Secular challenges facing US retailers will negatively affect credit card banks and asset-backed securities (ABS) trusts due to their exposure to the private-label and co-branded credit card accounts, says a recent report. A small number of banks dominate US private-label card issuance, with top 5 accounting for 79 per cent of balances as of early last year.
As per the ‘Cross Sector — US: Store closures will hurt private label and co-branded credit card performance’ by Moody’s Investors Service, the largest issuers are Synchrony Financial Inc (unrated); Citigroup Inc (Baa1, stable); Alliance Data Systems Corporation (unrated) via its Comenity Bank (unrated) subsidiary, which was formerly known as World Financial Network National Bank; Capital One Financial Corporation (Baa1, stable); Wells Fargo & Company (A2, stable) and TD Group US Holdings LLC (A2, stable).
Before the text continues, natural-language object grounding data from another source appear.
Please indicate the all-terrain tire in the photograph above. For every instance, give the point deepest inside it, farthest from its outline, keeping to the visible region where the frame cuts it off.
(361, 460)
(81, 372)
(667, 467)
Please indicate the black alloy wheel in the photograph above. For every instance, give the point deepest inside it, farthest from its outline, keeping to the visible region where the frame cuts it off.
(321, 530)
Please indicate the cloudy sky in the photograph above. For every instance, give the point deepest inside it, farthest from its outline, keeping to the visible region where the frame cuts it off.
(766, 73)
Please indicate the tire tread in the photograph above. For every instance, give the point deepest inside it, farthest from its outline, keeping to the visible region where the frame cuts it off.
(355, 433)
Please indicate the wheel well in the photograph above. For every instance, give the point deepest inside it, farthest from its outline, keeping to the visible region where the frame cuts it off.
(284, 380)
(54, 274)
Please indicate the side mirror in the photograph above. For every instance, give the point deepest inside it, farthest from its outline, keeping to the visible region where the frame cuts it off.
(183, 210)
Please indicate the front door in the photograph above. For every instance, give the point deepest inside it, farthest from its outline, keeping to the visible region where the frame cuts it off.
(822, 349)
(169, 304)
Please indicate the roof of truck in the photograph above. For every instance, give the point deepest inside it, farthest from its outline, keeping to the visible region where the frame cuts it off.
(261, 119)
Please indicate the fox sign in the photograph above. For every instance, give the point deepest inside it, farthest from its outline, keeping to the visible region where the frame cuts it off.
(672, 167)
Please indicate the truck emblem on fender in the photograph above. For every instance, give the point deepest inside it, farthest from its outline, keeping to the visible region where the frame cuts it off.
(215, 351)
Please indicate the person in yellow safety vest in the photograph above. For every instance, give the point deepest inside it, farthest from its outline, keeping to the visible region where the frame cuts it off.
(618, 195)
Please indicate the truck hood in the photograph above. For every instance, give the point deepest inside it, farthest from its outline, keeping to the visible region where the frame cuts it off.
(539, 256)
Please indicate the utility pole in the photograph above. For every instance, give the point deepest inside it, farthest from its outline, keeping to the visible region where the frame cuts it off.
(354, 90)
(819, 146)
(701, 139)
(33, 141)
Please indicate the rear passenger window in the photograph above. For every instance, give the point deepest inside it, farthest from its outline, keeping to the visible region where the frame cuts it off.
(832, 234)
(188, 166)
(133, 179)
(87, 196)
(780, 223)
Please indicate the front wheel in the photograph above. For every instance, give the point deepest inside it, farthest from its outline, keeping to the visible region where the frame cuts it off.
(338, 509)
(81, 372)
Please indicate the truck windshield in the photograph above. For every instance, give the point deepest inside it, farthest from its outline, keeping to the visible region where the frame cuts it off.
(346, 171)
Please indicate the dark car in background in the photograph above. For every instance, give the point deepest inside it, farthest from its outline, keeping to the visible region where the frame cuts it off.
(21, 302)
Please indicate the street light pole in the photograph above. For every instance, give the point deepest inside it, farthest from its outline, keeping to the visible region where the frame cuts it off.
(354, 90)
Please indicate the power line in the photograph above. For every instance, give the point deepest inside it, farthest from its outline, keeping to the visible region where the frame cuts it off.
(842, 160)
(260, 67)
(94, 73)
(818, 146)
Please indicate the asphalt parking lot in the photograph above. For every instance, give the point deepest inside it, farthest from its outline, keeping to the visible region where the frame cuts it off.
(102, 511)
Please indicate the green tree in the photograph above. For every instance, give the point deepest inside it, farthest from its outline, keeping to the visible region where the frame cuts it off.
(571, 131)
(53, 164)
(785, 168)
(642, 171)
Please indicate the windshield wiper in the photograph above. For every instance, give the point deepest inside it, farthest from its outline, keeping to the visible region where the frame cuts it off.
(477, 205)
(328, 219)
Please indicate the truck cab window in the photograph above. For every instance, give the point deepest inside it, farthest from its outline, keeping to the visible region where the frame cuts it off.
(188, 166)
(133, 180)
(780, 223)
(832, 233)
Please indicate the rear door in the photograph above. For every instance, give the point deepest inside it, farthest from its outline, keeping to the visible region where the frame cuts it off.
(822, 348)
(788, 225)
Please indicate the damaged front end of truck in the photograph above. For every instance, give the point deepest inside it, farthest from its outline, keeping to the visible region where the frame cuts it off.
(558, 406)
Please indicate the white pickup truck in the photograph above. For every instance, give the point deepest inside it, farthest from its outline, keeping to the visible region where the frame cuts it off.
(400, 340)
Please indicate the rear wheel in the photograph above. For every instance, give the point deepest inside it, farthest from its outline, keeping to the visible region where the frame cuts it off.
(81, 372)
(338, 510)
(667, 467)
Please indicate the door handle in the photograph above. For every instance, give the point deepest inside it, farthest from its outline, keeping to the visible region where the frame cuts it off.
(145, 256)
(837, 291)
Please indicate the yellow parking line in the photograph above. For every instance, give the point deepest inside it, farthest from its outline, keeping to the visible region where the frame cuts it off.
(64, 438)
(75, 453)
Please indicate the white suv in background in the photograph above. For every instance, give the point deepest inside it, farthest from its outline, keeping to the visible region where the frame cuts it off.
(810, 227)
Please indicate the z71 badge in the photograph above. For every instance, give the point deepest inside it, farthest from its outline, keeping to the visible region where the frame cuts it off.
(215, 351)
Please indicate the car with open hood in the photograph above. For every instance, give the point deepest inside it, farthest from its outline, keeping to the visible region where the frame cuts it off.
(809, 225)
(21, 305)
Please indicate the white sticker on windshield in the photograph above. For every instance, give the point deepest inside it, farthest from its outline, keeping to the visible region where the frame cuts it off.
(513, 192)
Moody’s regulate that co-branded cards will experience similar effects from store closures, though to a smaller degree. Co-branded cards can be used at any merchant that accepts general purpose cards utilising the associated payment network (e.g. Visa and Mastercard). Sales challenges could create incentives for retailers to push for looser underwriting standards by their card issuing partners, which would weaken the credit quality of these accounts, especially new accounts.
Private-label and co-branded cards represent only a modest source of credit risk and revenues for most banks and credit card ABS trusts and the negative effects will be limited by the size of their exposure.
Citi and Capital One rely on private-label and co-branded card loans for a high single-digit percentage of their earnings, also with heavy retail concentrations. Wells Fargo and TD Bank have very modest retail private-label and co-branded credit card exposures relative to their overall loan portfolios.